Allora quale messaggio si vorrà lanciare sabato mattina insieme a Zingaretti?

Partiamo dal modello Lazio per rigenerare la politica a partire dai territori e dalle persone. Quello che serve oggi è ricostruire una comunità, un dialogo, un pensiero collettivo, solo così possiamo provare a ricostruire un progetto politico comune che allontani i facili richiami del populismo. In questi anni il Presidente Zingaretti e il Vice Presidente Smeriglio hanno dimostrato che con una coalizione larga e con un dialogo nel segno della discontinuità si può riaffermare un protagonismo. Anche perché la pretesa di un’auto sufficienza sia per la Sinistra sia per il Pd, ha mostrato tutti i suoi limiti. Ripartiamo dalle cose da fare, dalle risposte da dare alla giovane coppia in cerca di futuro, all’anziano in difficoltà, dalla famiglia con una persona disabile da accudire al cinquantenne in cassaintegrazione. Ripartiamo da come costruire una nuova economia, dando opportunità ad un’intera generazione che da anni siede in panchina senza avere la possibilità di mostrare il proprio valore.
 
Il questo quadro come giudica il voto del 4 marzo e il caos che ne è conseguito a livello nazionale?

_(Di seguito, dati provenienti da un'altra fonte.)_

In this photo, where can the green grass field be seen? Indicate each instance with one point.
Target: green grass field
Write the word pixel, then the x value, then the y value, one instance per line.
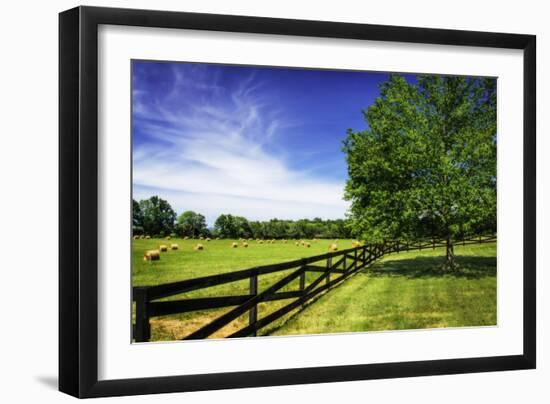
pixel 402 291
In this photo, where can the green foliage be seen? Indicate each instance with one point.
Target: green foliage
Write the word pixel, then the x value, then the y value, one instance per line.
pixel 191 224
pixel 229 226
pixel 158 217
pixel 426 165
pixel 406 291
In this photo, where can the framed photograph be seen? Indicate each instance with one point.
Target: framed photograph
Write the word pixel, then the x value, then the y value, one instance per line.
pixel 250 201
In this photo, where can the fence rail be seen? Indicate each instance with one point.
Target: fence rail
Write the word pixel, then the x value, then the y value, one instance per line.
pixel 346 263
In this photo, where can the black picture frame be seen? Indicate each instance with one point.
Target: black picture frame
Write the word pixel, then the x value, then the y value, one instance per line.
pixel 78 201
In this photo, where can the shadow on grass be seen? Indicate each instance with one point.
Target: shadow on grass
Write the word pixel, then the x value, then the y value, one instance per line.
pixel 424 267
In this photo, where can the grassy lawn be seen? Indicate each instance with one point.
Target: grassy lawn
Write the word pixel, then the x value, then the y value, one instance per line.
pixel 403 291
pixel 407 291
pixel 217 257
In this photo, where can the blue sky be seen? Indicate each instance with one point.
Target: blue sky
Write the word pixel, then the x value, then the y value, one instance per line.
pixel 260 142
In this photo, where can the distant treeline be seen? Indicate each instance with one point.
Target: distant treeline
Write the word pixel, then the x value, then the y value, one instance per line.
pixel 155 217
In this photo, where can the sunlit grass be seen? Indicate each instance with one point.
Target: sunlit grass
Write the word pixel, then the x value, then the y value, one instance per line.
pixel 402 291
pixel 407 291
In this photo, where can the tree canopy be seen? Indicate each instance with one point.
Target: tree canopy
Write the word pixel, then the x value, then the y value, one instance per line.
pixel 156 215
pixel 191 224
pixel 426 164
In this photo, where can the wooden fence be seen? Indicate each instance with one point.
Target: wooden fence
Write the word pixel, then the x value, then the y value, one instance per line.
pixel 332 267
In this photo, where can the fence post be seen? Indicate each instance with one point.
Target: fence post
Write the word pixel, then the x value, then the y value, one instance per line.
pixel 253 313
pixel 302 279
pixel 329 264
pixel 344 263
pixel 143 327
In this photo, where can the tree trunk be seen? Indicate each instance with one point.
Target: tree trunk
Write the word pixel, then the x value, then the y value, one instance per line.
pixel 450 262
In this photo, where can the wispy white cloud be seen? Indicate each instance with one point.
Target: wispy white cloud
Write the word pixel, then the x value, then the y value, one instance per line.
pixel 209 148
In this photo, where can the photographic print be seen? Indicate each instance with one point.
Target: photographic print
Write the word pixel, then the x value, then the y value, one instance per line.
pixel 277 201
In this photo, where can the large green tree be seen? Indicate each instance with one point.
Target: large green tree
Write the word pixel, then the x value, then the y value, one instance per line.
pixel 191 224
pixel 426 165
pixel 158 216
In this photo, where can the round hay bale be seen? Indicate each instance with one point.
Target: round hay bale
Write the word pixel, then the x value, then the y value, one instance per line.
pixel 151 255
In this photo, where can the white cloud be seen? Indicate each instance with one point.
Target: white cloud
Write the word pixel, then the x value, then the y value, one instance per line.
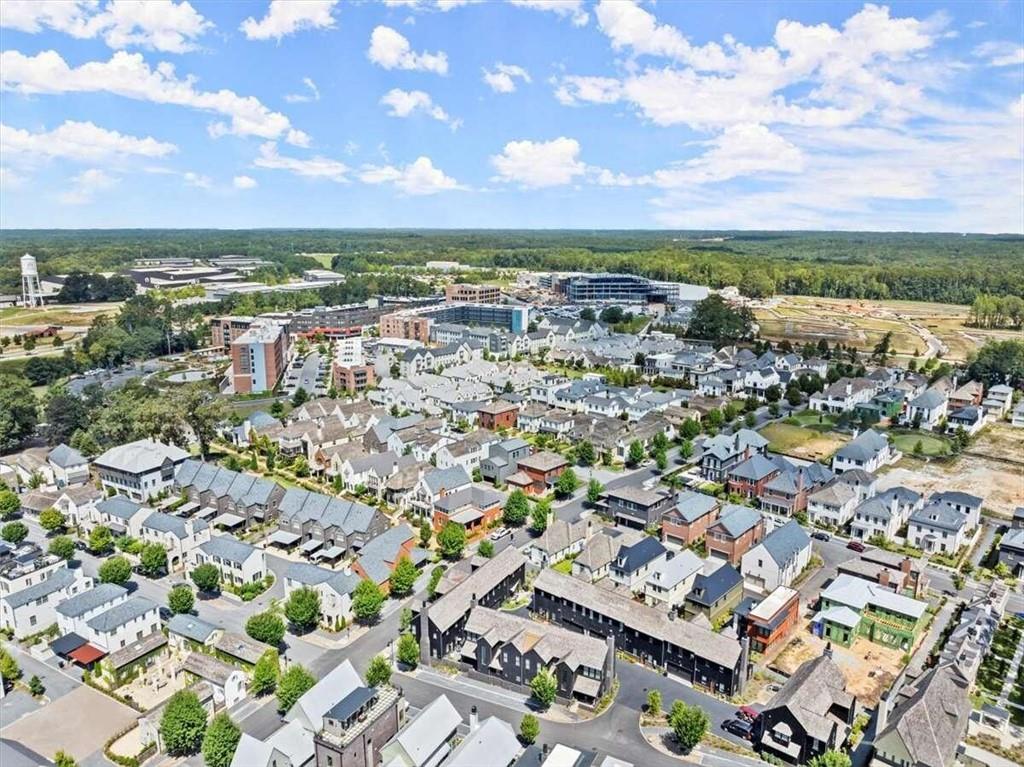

Il voto del 4 marzo ha sancito più la delegittimazione di un certo modo di fare ed essere politica, che non il pieno convincimento dell’offerta populista e scapigliata che c’era su piazza. La figura di Zingaretti in questo vuoto prende in mano la situazione, non giudica, tiene insieme l’aspetto politico e quello ammnistrativo, sul piano politico propone una riflessione e un pensiero lungo, allude alla necessità della ricostruzione di un pensiero collettivo, a rigenerare la speranza, mentre sul piano amministrativo da un’agenda con 10 azioni concrete, fissa il perimetro, chi c’è c’è altrimenti si va a casa.

 
La “rigenerazione” annunciata da Zingaretti riguarderà anche le prossime amministrative?

Lo spero! Già dalle prossime amministrative dovremo tentare lì dove possibile di mettere in campo coalizioni di centro-sinistra “del fare”. Persone e associazioni unite da un progetto per la propria città senza commettere gli errori del passato che hanno consegnato importanti città al centro-destra. Basta con le discussioni infinite sui nomi e sulle correnti, sulle linee di fedeltà o sui cerchi magici. C’è la necessità di tornare ad un confronto dialettico umile e concreto, dobbiamo mettere in campo un nuovo rapporto con i giovani, lasciarci contaminare da loro e non viceversa, dobbiamo evitare di attorcigliarci intorno alla retorica o a capri espiatori.

Iniziamo a lavorare per includere più persone possibili nelle decisioni, per ascoltare e raccogliere le tante energie sui territori. Con la fatica quotidiana e anche perdendo rendite di posizioni. Osiamo! In fondo è quello che personalmente ho provato a fare in questi anni e che come territorio abbiamo la responsabilità di fare anche nei prossimi anni.